The first and simplest thing I did was to copy the data on a host buffer and then copy back where I need.
Then I tried to allocate the host buffer as a pinned buffer with cudaHostAlloc() with flags (cudaHostAllocPortable | cudaHostAllocWriteCombined). I had a little ~5% speedup in memcpys.
Then I’d like to see if zero-copy buffers would speedup the trasfers. Note that CPU doesn’t need to read nor write the buffer; GPUs are producers and consumers of those data (it’s an overlapping stripe of the partitions of my domain).
So what I tried is:
Check for deviceprops.canMapHostMemory
cudaSetDeviceFlags(cudaDeviceMapHost) at the beginning of each thread (no error is returned)
Allocation: cudaHostAlloc() alloc with flags (cudaHostAllocMapped | cudaHostAllocPortable | cudaHostAllocWriteCombined), once
cudaHostGetDevicePointer() of the host buffer, once for each GPU ot get device pointers of the mapped area
My first structure was: only the first thread allocates host pinned memory; there is barrier; after the barrier each thread gets its device pointer. Unfortunately, id didn’t work: I got an “unknown error” when calling cudaHostAlloc().
The “pinned memory APIs” white paper states that Portable pinned memory works both for contexts that predate the allocation, and for contexts that are created after the allocation has been performed, so I was pretty sure the problem was not due to host allocation before other context were created; however, I tried allocating the buffer only in the last thread, after all context were created, and I got the same error.
Another attempt was to make the main thread allocate the pinned buffer after all threads were launched. There was a barrier (pthread signals & wait) for the threads to wait for the main thread allocating the buffer before trying to get the device pointer. This failed too, but with an “invalid argument” returned by cudaHostGetDevicePointer().
Finally, I just moved the allocation in the main thread before all threads were created.

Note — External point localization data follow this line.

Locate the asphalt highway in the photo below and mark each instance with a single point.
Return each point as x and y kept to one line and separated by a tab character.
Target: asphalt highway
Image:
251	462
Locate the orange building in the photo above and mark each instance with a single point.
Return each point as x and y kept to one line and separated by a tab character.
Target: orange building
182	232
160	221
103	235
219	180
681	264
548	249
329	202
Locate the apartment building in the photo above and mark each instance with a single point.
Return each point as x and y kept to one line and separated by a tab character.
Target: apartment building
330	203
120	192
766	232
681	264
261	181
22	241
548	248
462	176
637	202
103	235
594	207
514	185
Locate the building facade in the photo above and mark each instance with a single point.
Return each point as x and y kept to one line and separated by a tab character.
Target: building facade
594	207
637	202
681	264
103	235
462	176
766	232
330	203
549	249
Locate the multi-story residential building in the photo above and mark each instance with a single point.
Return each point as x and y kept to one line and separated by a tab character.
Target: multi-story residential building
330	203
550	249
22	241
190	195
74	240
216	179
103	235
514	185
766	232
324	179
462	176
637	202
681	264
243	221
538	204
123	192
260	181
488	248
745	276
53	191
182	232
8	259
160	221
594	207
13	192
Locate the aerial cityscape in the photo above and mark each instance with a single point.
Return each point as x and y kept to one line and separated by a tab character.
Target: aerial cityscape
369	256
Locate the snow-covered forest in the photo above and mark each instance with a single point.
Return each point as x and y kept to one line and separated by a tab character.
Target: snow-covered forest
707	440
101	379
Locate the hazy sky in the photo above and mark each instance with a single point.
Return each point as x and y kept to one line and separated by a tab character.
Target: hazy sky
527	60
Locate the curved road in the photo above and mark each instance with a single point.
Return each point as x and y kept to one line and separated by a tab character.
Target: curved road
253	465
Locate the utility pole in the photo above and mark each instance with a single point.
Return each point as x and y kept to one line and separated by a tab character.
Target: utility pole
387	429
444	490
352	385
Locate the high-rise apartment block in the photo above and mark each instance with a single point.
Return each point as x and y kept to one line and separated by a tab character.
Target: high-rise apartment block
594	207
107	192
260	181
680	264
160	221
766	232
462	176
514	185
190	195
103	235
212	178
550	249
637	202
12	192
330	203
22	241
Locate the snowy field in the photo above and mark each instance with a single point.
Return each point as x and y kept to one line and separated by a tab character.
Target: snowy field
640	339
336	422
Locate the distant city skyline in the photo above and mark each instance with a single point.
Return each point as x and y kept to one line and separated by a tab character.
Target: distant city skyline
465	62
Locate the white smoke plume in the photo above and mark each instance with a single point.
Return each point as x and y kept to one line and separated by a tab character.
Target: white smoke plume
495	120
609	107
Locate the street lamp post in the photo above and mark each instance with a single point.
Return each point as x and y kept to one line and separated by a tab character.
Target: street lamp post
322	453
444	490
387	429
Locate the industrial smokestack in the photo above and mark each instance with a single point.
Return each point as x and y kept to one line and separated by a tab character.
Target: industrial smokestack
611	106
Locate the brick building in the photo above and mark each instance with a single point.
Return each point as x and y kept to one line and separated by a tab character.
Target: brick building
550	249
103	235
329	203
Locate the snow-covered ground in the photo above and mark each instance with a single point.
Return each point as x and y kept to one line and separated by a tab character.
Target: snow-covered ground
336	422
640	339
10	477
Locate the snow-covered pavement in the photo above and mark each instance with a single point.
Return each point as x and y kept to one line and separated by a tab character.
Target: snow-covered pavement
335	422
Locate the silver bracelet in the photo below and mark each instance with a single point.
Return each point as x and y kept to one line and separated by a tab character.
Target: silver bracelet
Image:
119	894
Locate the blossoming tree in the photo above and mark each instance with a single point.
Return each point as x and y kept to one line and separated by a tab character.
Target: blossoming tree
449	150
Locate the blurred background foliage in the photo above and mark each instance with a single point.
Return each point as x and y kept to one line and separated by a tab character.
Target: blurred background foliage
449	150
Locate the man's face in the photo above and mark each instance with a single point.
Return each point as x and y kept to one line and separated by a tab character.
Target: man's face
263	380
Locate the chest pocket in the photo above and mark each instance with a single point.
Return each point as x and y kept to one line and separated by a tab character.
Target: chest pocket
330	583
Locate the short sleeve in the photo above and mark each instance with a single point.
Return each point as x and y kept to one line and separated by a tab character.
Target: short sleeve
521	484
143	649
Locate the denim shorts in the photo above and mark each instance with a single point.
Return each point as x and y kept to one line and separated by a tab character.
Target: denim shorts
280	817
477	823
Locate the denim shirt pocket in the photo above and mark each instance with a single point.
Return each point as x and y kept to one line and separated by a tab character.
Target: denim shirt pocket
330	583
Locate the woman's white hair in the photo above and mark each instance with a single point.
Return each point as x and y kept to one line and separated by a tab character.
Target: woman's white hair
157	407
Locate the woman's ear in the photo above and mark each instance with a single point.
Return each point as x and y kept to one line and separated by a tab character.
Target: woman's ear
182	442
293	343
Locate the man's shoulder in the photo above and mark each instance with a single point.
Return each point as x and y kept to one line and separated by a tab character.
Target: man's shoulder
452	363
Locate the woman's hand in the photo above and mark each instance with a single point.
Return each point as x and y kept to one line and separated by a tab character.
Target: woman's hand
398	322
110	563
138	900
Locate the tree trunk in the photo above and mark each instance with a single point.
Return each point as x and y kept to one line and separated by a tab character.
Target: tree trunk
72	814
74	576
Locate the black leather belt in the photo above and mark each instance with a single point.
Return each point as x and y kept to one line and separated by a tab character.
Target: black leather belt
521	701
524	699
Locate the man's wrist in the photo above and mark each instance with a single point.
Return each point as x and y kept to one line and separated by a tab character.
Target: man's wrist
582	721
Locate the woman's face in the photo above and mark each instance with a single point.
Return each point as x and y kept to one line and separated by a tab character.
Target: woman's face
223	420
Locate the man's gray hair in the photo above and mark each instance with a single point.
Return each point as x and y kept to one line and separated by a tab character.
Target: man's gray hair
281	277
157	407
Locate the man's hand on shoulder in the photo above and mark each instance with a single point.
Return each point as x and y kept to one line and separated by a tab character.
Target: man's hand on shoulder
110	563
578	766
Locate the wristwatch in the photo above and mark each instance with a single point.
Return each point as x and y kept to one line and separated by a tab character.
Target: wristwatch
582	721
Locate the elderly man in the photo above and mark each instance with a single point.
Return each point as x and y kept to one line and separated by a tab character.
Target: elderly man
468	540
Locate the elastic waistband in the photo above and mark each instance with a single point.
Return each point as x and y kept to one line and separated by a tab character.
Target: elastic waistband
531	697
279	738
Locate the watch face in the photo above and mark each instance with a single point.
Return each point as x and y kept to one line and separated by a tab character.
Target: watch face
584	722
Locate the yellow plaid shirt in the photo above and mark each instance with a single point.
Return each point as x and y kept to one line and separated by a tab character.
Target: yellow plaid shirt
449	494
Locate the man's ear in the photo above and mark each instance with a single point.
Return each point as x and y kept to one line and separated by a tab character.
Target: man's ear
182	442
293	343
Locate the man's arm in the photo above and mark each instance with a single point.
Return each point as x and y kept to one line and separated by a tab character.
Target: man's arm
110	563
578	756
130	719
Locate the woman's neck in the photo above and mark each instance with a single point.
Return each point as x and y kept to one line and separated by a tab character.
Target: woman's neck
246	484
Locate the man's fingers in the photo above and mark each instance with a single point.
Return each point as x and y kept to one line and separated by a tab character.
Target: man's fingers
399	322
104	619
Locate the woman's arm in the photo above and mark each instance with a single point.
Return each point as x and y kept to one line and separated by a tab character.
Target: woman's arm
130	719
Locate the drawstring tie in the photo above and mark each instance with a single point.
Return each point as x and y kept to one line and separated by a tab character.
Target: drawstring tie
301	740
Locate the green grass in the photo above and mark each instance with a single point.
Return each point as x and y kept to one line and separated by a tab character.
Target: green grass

This worked!
Now I have weird data in the simulation, maybe there’s a my mistake in indexing or data coherence / write conflicts (while the buffer is divided in half to have a double buffer and avoid conflicts with barriers). But I don’t understand some discrepancies with respect to the documentation.
First, there is written that I can alloc mapped portable memory before or after any context is created, and this was not true in my case.
Second, I got an “unknown error” until I moved the allocation in the main thread, the only that doesn’t handle any GPU!
Am I doing something wrong? Maybe I interpreted wrong? And, more in general, is this the right choice to pass data across GPUs?